Alert to the new mood sweeping through the French and English stage in the late Fifties, he seized the chance to express it through the resources of the recently formed Royal Shakespeare Company: first with a Beckettian King Lear (1962) which went on to a triumphant international tour (Britain's first post-war show to reach Moscow) and which set the standard for all subsequent revivals; and then - under the slogan of Artaud's Theatre of Cruelty - with Peter Weiss's Marat/Sade and a multi-author collage on the Vietnam war, US This line of work came to an end in 1970 with A Midsummer Night's Dream, set in a white gymnasium and combining incomparable verse-speaking with French circus techniques. Another huge international hit, this was the most famous production of his life; but already, Brook was on the way out.

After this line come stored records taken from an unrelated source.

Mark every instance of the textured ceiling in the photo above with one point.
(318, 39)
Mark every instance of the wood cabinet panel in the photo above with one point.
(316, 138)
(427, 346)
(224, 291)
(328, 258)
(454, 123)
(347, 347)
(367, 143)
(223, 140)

Until then he had been successful in pursuing his own research within institutional systems. But now he found a way of escaping the treadmill altogether. With assistance from the French government, he set up the Centre for International Theatre Research in Paris, took over a derelict theatre, the Bouffes du Nord, and embarked on a theatrical odyssey which took him and his multilingual troupe to Iran, Africa, and India. Little of this work appeared in Britain, and accounts of pieces like Orghast (a ceremony in an invented language) in the ruins of Persepolis, and the African carpet shows, were often received with scepticism: until the 1988 tours of The Mahabharata (first seen in Avignon in 1985) which confirmed all the travellers' tales in the most majestic fusion of Eastern and Western theatre ever to electrify a performance space.

'Magpie', 'magician', ''showman', 'guru' are among the terms that are often applied to him. But this master escapologist is not to be pinned down by any label. He brings no clutter from the past with him.

His domain is empty space; his art is to charge it with life.